はぐれ

モード家の一夜のはぐれのレビュー・感想・評価

モード家の一夜(1968年製作の映画)
4.5
エリック・ロメールの『六つの教訓話』の第3作にしてロメールの最高傑作と呼び声の高い本作。

あまりに濃厚なテキスト。あまりに精密な会話劇。俳優達の一言一句、一挙手一投足を見逃したくなくて気付いたら身を前に乗り出して画面を食い入るように見ていた。ホント映画ファンにとっては至福の時間。

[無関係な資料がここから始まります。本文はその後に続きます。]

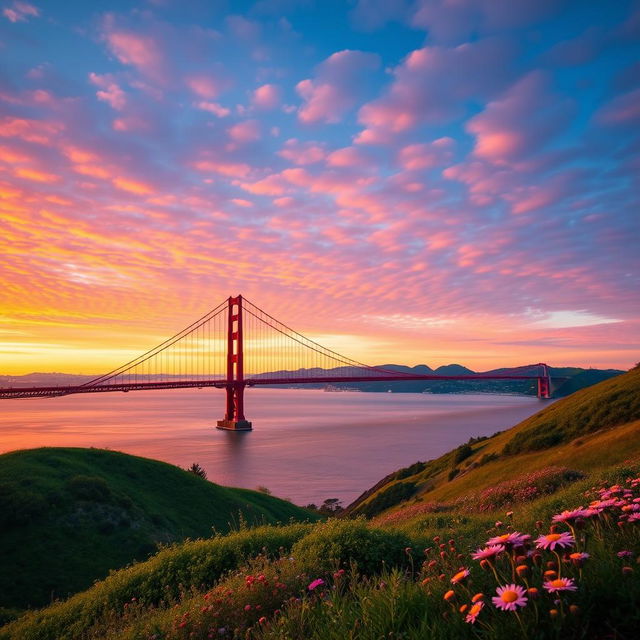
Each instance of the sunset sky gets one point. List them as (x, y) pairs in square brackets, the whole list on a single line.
[(403, 181)]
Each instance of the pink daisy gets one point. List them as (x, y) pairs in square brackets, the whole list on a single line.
[(553, 540), (569, 516), (460, 576), (510, 597), (474, 611), (488, 552), (510, 539), (560, 584), (316, 583)]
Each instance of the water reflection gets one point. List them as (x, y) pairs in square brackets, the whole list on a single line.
[(306, 445)]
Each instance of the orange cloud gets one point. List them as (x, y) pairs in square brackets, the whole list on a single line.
[(132, 186), (36, 176)]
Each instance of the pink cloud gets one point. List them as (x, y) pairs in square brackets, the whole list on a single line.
[(245, 132), (111, 92), (416, 157), (11, 155), (302, 152), (432, 84), (36, 175), (273, 185), (132, 186), (203, 85), (135, 49), (520, 121), (349, 157), (240, 202), (622, 110), (38, 131), (230, 169), (266, 97), (21, 12), (336, 86), (132, 122), (215, 108), (284, 203)]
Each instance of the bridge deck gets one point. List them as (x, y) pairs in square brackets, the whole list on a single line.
[(34, 392)]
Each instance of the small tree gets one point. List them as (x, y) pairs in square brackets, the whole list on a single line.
[(331, 506), (197, 470)]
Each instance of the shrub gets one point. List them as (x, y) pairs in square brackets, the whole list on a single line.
[(18, 506), (197, 470), (338, 543), (89, 488), (461, 453), (386, 498)]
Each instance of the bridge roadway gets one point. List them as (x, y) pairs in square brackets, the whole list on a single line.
[(40, 392)]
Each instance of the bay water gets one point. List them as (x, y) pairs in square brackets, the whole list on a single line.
[(306, 445)]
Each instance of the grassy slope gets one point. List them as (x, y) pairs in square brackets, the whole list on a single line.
[(593, 428), (70, 515)]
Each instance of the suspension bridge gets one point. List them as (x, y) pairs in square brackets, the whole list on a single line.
[(238, 345)]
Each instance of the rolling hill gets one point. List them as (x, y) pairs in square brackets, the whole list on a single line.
[(590, 429), (69, 516)]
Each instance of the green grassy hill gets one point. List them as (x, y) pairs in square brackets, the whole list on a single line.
[(413, 572), (68, 516), (591, 429)]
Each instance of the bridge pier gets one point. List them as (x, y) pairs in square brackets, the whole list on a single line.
[(544, 388), (234, 419)]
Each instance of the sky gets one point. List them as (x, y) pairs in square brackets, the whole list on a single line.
[(410, 181)]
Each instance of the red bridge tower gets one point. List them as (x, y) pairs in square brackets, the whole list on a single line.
[(234, 419)]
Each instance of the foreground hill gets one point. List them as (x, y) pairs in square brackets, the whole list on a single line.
[(68, 516), (591, 429), (554, 569)]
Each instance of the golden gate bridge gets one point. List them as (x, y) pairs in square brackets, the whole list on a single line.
[(238, 345)]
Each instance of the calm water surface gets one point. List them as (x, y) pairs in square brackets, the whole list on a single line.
[(307, 445)]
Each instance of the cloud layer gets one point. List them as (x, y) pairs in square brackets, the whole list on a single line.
[(458, 181)]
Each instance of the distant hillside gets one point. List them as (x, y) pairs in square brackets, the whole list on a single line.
[(593, 428), (564, 380), (68, 516)]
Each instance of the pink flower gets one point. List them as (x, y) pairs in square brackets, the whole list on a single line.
[(510, 597), (560, 584), (570, 516), (474, 611), (553, 540), (316, 583), (460, 576), (513, 539), (488, 552)]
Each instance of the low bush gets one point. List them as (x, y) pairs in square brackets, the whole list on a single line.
[(386, 498), (336, 544)]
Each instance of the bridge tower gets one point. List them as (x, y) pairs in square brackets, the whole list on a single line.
[(544, 382), (234, 419)]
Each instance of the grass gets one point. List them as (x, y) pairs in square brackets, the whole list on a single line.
[(410, 573), (348, 579), (69, 516), (594, 428)]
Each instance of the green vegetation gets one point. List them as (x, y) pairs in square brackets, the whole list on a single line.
[(68, 516), (577, 432), (611, 403), (420, 569)]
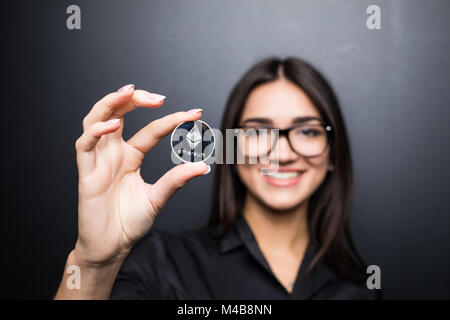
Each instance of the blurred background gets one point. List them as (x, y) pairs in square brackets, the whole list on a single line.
[(392, 84)]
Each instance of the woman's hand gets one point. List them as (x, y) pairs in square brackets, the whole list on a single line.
[(115, 206)]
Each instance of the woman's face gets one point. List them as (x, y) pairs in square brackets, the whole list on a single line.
[(278, 104)]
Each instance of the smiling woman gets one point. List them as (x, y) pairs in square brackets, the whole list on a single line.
[(273, 233), (306, 201)]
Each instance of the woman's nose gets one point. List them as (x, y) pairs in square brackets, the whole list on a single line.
[(283, 151)]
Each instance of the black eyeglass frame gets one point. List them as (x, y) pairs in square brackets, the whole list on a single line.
[(285, 132)]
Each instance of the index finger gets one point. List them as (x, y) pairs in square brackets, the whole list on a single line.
[(120, 102), (149, 136)]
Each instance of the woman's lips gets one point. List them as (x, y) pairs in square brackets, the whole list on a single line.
[(282, 178)]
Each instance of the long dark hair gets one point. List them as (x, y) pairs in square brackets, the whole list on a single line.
[(329, 206)]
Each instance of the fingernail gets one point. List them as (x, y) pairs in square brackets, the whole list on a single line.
[(208, 171), (112, 122), (154, 97), (195, 110), (125, 88)]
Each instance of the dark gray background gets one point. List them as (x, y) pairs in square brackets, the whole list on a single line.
[(392, 84)]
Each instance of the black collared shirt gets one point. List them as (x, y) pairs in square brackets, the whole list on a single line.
[(195, 264)]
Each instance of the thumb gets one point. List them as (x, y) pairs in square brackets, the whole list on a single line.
[(174, 179)]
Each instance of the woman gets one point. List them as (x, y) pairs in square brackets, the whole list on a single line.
[(273, 234)]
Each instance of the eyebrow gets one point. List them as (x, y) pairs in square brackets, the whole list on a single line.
[(269, 121)]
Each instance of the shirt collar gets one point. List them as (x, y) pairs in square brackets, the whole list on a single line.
[(305, 287)]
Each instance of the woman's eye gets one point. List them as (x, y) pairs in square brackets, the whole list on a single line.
[(254, 132), (310, 132)]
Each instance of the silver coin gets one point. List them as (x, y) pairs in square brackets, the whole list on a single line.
[(193, 141)]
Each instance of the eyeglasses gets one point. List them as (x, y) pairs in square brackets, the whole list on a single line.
[(308, 139)]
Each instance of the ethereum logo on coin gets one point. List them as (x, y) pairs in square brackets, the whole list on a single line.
[(194, 137), (192, 141)]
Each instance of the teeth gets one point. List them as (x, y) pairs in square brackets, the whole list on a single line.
[(281, 175)]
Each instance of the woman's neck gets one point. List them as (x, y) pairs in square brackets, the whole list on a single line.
[(277, 230)]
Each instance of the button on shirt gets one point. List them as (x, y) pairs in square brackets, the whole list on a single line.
[(196, 264)]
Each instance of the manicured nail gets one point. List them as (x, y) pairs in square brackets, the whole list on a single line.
[(125, 88), (209, 170), (112, 122), (195, 110), (154, 97)]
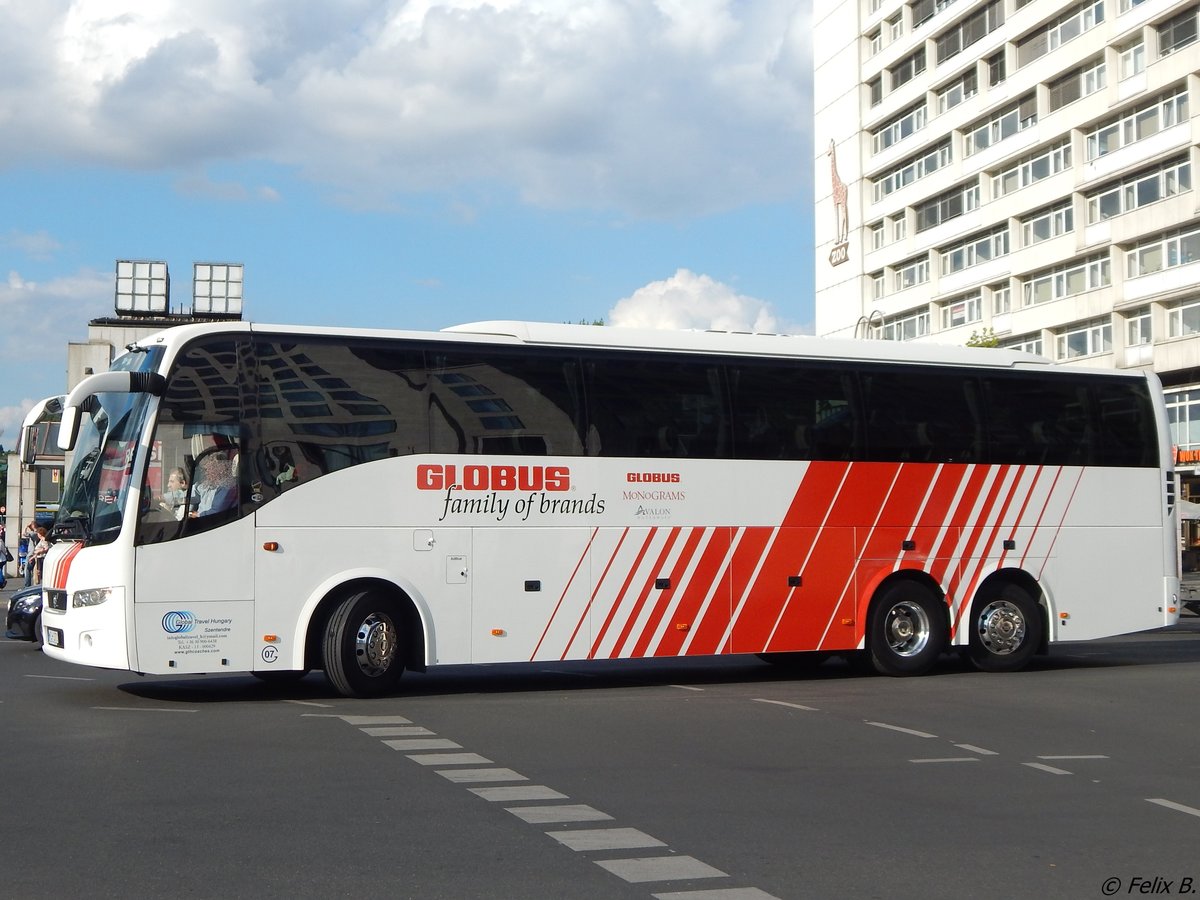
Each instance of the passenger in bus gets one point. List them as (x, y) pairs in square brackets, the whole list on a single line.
[(174, 498), (216, 490)]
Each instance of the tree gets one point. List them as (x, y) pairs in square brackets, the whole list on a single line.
[(987, 337)]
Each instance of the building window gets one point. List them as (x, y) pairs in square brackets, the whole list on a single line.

敬虔なカソリック信者の男が頑なに守り抜いてきたそのエゴイズムの極致とでも言うべき信念を捨て去るまでの物語。そのただ1点へ向けてセリフ、演技、音響、カメラ、シーケンス、プロットが無駄なく積み上がっていく過程がパーフェクト。その頭の中に積み上げられたイメージの建造物があまりにも美しい佇まいで思わず畏敬の念を抱いてしまう。そんな作品。

2人の女性と過ごす対象的な一夜。どちらも肉体関係なんて持ってないのになんてエロチシズムを感じさせるのだろう。据え膳を食わなかったヘタレと言うよりは変わり者の男に救われるヒロインの微笑。あの表情を拝むためにこの映画は存在するのかも。